He notes that while using retro design can aid familiarity, there must always be a balance when it comes to pushing new tech. “We want to take a big leap, but we want to take the customers we have with us into this new future.”
Speaking about future Neue Klasse models, he adds: “Since they will come in such short succession, you will see a strong overlap, perhaps stronger than when you do a whole model generation in 10 years, which is what we used to do.
“We used to have 10-year cycles, often starting with the 7 Series and then trickling down, and then the last one would come 10 years after the first one.
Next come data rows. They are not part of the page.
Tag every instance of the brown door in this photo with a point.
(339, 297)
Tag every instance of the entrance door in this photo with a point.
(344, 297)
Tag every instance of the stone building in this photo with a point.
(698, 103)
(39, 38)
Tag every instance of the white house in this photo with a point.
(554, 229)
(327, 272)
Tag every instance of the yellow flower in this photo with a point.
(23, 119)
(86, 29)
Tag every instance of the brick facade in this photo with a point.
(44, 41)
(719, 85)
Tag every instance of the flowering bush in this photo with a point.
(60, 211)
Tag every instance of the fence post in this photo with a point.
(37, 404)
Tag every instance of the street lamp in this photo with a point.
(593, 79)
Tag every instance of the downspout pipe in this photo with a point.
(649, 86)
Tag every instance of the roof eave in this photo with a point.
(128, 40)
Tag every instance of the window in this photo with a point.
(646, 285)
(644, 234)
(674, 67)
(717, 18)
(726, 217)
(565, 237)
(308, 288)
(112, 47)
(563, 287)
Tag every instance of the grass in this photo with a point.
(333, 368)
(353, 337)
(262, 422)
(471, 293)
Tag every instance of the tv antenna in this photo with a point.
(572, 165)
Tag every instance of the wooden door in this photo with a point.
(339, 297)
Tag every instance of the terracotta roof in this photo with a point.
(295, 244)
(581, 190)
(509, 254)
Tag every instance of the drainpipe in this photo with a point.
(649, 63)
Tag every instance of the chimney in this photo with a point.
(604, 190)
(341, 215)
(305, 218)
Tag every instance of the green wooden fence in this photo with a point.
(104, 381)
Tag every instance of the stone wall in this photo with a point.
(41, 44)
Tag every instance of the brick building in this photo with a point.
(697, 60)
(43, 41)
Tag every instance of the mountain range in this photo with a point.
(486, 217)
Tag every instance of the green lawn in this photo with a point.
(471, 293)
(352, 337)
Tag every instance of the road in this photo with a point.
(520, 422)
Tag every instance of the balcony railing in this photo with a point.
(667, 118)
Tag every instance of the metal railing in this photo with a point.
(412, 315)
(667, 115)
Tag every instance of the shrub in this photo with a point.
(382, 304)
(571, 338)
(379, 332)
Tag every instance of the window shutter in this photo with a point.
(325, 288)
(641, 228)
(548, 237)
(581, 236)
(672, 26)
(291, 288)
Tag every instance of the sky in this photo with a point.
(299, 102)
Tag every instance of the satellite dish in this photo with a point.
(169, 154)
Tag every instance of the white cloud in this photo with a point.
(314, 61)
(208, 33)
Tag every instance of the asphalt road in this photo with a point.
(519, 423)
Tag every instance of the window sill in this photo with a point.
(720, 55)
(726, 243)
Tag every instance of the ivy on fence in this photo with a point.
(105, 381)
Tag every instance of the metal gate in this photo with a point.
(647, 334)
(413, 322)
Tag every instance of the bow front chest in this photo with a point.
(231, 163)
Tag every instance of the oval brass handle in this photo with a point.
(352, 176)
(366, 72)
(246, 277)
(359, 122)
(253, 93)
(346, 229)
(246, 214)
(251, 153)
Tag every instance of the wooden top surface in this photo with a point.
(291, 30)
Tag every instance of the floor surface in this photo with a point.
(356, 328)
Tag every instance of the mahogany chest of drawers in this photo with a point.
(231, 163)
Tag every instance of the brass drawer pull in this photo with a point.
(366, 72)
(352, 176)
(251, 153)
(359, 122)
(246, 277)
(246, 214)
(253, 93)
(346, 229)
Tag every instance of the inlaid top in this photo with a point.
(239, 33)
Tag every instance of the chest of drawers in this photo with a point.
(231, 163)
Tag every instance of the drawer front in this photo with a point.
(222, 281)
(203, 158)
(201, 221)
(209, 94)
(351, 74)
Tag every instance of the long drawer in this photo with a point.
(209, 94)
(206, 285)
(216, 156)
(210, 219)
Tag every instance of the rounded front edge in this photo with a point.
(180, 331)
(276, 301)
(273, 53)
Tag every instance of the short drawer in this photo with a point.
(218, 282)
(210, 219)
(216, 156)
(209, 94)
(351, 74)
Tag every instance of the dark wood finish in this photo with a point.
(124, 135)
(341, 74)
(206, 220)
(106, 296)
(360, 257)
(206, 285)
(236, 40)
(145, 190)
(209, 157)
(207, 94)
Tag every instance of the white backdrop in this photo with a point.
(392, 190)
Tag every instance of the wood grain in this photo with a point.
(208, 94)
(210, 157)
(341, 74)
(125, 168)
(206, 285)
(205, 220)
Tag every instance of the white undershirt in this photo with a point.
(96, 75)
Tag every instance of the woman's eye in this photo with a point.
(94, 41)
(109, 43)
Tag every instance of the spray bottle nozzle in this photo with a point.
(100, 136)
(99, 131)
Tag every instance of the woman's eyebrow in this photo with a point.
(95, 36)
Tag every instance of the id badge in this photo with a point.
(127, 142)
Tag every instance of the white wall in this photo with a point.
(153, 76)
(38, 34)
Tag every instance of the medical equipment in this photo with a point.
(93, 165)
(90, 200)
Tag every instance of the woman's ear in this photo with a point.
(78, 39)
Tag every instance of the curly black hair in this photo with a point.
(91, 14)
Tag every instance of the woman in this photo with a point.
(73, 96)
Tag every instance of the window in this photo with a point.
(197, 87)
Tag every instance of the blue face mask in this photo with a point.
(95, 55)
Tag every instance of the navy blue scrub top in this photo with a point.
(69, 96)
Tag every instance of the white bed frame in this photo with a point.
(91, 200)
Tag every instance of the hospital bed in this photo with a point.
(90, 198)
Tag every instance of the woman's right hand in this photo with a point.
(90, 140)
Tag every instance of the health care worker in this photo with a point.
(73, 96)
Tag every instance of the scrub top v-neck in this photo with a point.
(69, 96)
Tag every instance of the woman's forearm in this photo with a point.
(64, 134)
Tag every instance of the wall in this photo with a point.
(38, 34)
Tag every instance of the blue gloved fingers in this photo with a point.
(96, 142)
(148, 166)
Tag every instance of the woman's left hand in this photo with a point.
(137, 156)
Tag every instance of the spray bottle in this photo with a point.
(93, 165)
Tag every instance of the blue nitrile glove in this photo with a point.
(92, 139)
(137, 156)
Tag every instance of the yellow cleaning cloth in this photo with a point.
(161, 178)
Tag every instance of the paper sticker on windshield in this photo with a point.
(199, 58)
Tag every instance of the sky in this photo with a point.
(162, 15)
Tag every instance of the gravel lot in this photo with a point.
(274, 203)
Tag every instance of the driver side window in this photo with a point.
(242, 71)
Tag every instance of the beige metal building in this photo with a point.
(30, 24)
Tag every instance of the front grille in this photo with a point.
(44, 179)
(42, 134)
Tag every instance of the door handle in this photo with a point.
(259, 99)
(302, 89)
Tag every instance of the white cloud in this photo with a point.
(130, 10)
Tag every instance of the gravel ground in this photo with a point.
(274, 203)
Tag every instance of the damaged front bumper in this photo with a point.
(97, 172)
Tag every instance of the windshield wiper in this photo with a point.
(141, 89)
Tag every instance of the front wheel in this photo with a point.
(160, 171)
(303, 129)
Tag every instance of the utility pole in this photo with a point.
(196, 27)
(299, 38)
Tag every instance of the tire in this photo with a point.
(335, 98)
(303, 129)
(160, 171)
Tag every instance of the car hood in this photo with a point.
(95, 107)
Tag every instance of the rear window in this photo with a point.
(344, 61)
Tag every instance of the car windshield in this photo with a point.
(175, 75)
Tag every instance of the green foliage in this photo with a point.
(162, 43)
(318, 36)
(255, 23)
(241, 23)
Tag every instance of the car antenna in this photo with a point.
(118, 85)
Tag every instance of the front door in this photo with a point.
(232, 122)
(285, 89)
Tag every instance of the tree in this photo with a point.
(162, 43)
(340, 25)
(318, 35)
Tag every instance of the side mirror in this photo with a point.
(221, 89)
Now the change will come in a relatively short space of time, so it will feel like we turn the pages all at once.
“Two years isn’t a long period of time, so it will appear as if they have grown together a little more – but you will still recognise individual characters.”
Van Hooydonk hints that the order in which the six EVs will be released will be dictated by “lifecycle mainly” but also “where we feel demand is strongest for change or technological update”.
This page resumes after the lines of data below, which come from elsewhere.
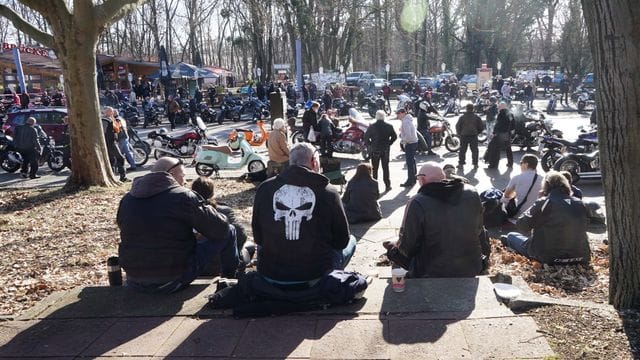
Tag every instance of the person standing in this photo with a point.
(28, 145)
(310, 119)
(110, 128)
(278, 148)
(564, 89)
(501, 137)
(528, 94)
(468, 127)
(409, 138)
(122, 136)
(173, 108)
(379, 136)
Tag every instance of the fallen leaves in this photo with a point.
(54, 241)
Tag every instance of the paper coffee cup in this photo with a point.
(397, 279)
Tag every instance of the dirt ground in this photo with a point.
(54, 241)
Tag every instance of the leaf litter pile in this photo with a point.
(51, 241)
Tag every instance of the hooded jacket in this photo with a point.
(440, 231)
(298, 222)
(558, 227)
(156, 220)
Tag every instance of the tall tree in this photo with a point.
(614, 37)
(74, 35)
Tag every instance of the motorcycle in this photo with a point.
(347, 141)
(129, 113)
(253, 138)
(552, 148)
(441, 132)
(208, 114)
(210, 159)
(182, 145)
(529, 125)
(581, 166)
(10, 158)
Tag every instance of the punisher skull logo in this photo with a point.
(292, 204)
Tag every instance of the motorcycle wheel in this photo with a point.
(56, 161)
(482, 137)
(548, 159)
(569, 165)
(452, 143)
(255, 166)
(144, 145)
(297, 137)
(204, 169)
(366, 154)
(140, 155)
(8, 165)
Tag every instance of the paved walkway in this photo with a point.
(432, 319)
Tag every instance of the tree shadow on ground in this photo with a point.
(19, 201)
(102, 321)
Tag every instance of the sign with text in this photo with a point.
(28, 50)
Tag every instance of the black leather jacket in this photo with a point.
(558, 227)
(440, 231)
(380, 135)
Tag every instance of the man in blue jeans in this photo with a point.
(409, 138)
(299, 224)
(158, 221)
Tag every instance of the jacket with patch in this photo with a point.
(298, 222)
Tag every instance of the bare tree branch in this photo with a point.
(22, 25)
(114, 10)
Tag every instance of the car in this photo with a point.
(378, 83)
(396, 85)
(406, 75)
(470, 81)
(589, 80)
(352, 78)
(365, 79)
(51, 119)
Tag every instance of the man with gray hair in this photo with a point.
(157, 218)
(442, 229)
(299, 224)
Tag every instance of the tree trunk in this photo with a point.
(614, 37)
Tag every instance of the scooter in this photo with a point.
(210, 159)
(253, 138)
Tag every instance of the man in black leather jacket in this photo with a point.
(158, 219)
(379, 136)
(441, 229)
(557, 225)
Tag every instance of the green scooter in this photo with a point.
(210, 158)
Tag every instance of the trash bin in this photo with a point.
(278, 100)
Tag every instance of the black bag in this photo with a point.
(254, 296)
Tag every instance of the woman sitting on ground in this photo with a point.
(557, 225)
(204, 187)
(361, 197)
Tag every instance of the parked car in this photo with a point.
(470, 80)
(353, 78)
(50, 119)
(406, 75)
(365, 79)
(425, 82)
(589, 80)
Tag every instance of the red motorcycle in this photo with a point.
(348, 141)
(182, 145)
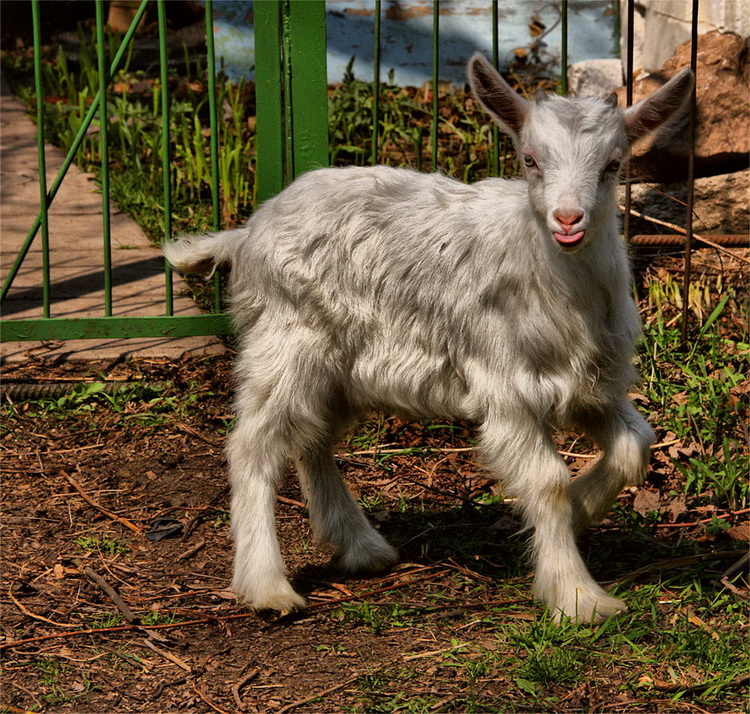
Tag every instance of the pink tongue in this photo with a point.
(569, 240)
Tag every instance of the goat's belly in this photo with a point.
(411, 382)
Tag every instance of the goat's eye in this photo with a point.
(612, 167)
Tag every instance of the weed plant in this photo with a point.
(133, 110)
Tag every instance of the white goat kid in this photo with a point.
(505, 302)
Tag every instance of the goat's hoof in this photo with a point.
(368, 556)
(283, 599)
(588, 605)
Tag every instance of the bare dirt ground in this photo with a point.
(98, 617)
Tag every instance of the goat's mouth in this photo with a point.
(570, 241)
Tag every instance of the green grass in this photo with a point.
(101, 544)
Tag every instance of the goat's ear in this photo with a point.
(506, 107)
(650, 113)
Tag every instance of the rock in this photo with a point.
(720, 205)
(723, 113)
(594, 78)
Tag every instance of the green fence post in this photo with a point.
(376, 88)
(306, 34)
(435, 80)
(41, 159)
(269, 136)
(165, 163)
(214, 121)
(13, 272)
(104, 150)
Return to factory settings
The Neue Klasse EVs will initially be built at BMW’s new factory in Debrecen, Hungary, in a process that is said to be entirely free from fossil fuel, be much more dependent on the use of secondary materials and have a lower CO2 output.
Its factories in Munich and Mexico will get the necessary upgrades in 2026 and 2027. Just as revolutionary as the new concept’s tech and design is its interior, which previews how the ninth generation of BMW’s iDrive operating system will reshape the brand’s approach to interior design.
Neue Klasse interiors
Neue Klasse EVs will be marked out from current cars by their minimalist cockpits, which feature only the bare minimum of physical controls, even dropping the iDrive rotary control knob that has been a hallmark of the brand’s interiors since the E65-generation BMW 7 Series arrived in 2001.